So Long Syd Barrett
The minx was raised on Motown, Jimi Hendrix, The Beatles, and Pink Floyd (I know, that explains a lot). Slate has a really nice obituary. Here’s an excerpt:
For decades, Barrett was rock’s great romantic-tragic recluse, and now that there will definitely be no second act to his sad story, the Byronic myth surrounding him is bound to inflate. (I’m sure we’ll be hearing lots of his 1970 ballad “Dark Globe,” a terrifying farewell from a man slipping into madness: “Please, please, please lift a hand/ With Eskimo chain/ I tattered my brain/ Won’t you miss me?/ Wouldn’t you miss me at all?”) But it would be nice if Barrett was recalled not just as an acid casualty or as a legendary “rock madman” but as an English eccentric in the surreal-comic tradition that extends from Lewis Carroll to Monty Python and, via Barrett, onto the weirdo-pop specialist Robyn Hitchcock.
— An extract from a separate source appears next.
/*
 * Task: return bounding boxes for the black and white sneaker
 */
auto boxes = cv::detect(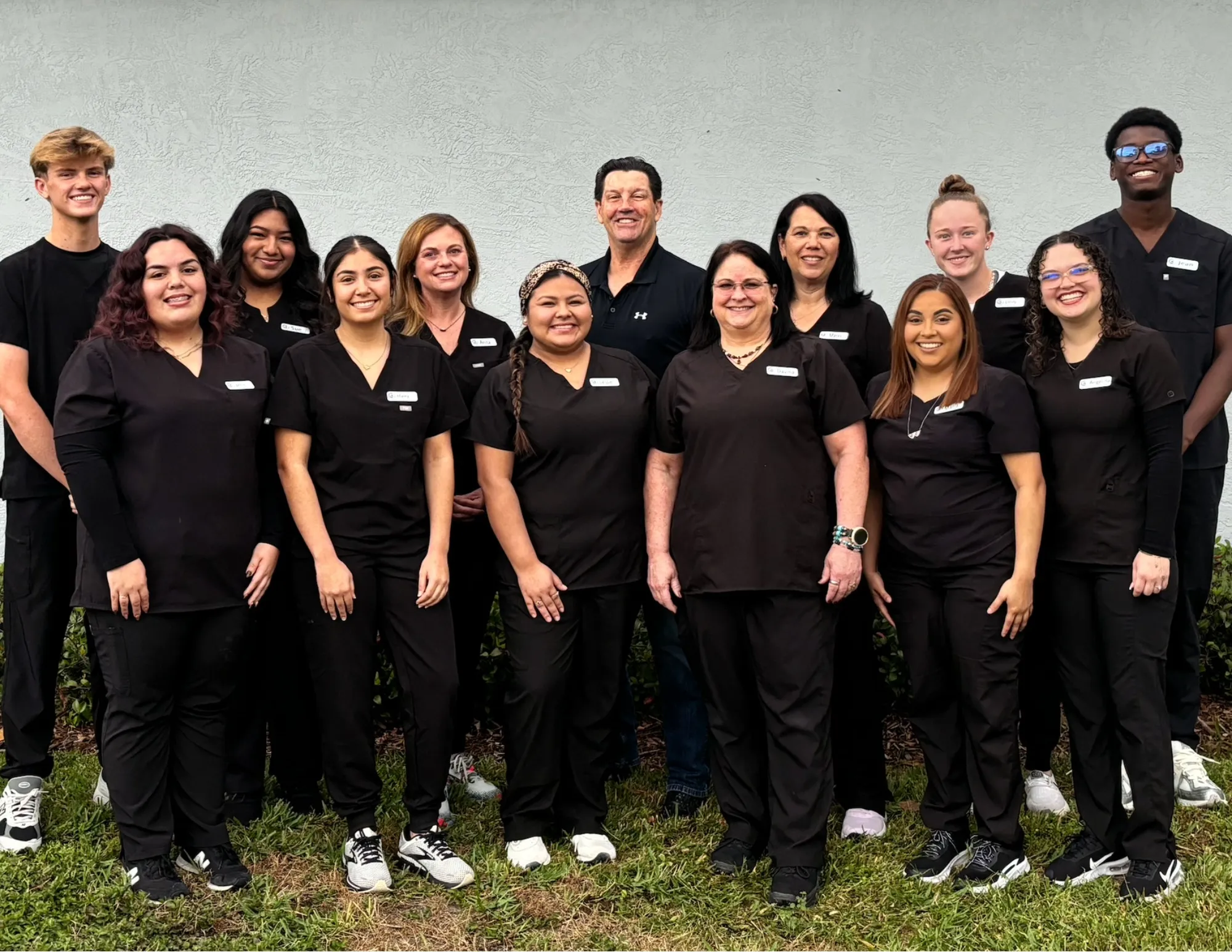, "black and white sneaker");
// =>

Barrett spent his final years in his mother’s house in Cambridge, England, living comfortably off the royalties that his former bandmates made sure he collected. Reportedly, his pastimes were painting and gardening, and he was often seen by neighbors on his bicycle. It sounds like a pretty nice life, actually, and it’s pleasant to think of Barrett ending his days as a vaguely Victorian figureāan odd old Englishman who’d made quite a splash in his youth, tottering through town on two wheels.